As you’re already aware, earning a pilot certificate is a fun and rewarding experience that will provide you with a lifetime of thrills and excitement. But it’s also a license to learn and requires a system of continuing education and proficiency.
First, a word of caution – while your flying fundamentals will no doubt be sharp when you earn your ticket, the majority of your training and checkride preparation was likely spent close to home. This isn’t a bad thing, but there is still a wealth of knowledge and skill to be gained during the flying that will come beyond the certificate. Aeronautical decision making and judgment is a constant “work-in-process.” It’s quite likely that not a lot of experience has been gained at this point in flying cross-country, managing weather, planning for alternates, communicating with ATC or dealing with equipment malfunctions. In other words, you’ll need to commit time to determining what your personal limitations will look like as a newly-certificated pilot.

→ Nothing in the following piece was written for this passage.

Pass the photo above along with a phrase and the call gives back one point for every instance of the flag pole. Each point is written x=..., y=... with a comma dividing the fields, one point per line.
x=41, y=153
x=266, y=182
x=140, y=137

Here is my advice for maintaining proficiency, gaining experience and managing personal minimums.
1) Fly – Yes, it sounds too basic to believe and you may even want to laugh, but you’d be surprised at the number of new pilots that do little or no flying after the certificate. The reasons are numerous, but one that I’ve heard is that there’s no longer a commitment to come to the airport to meet the instructor for a lesson. Seriously? The certificate is a gateway…an open door to freedom and adventure. Share that experience with friends or family and take a leisurely flight. Make the commitment to fly.
2) Master the avionics – Regardless of your panel’s complexity, there is technology to be mastered. Achieving the level of proficiency where control inputs become instinctive, while already task saturated, can literally save the day. Like anything, this is knowledge that will degrade over time, so study your manuals and take advantage of simulator programs and training videos. As a start, you’ll want to be thoroughly familiar with your aircraft’s autopilot and GPS.
3) Checklists & flows – Use a checklist AND flight deck flow for all of your procedures. Aviation happens to be at the forefront when it comes to checklist usage. The safest operations I’m familiar with typically use multiple checklist styles and layers for added safety that will evolve with time and experience.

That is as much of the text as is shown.